Similarly, most folks are using some kind of dock, so 2 TB ports is probably OK. I have four on my MBP16 and only use one (for the dock with pass-through power), and sometimes stick an SD card adapter for photos/video.

Sounds like eGPUs are not yet supported, but again, I have never seen a developer use an eGPU - it's more for context creators & gamers.

The Mac Mini is clearly not a powerhouse, but it will do the job for a lot of devs. I'm seriously considering one for playing around with, but I would need to get a better idea of tool support for MacOS-on-ARM before buying one. It could end up as an expensive toy with limited use other than XCode.

all three of our software developers use more than 2. ( one uses 3 one uses 4 ) and the creators/develpers for graphics applications and animation and video playback/streaming all use eGPU's for rendering and multi platform testing.
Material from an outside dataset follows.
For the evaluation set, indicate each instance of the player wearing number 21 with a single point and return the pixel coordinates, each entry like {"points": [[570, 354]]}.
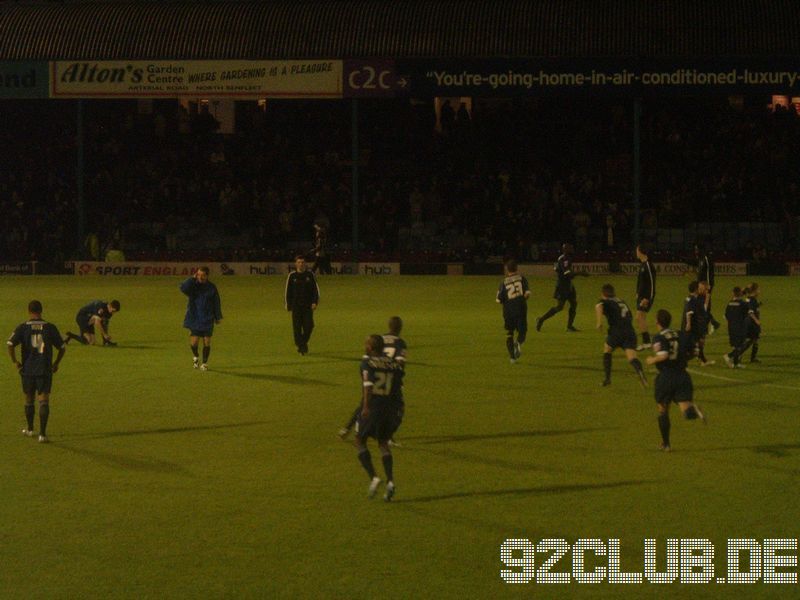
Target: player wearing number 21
{"points": [[513, 295], [37, 338], [382, 409]]}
Its actually fun watching them swap their externals around some days.

my husband was looking at maybe getting one for his desk at home, shrugged and said nope. he even uses 3 screens all the time when not working. one for his web browser, one split for emails and whatever he uses the other side for and the third for real time day trading .... or running cartoons to keep our youngest happy.

admittedly everyone's needs are different and I have to go by our workplaces and what we deal with on a daily basis.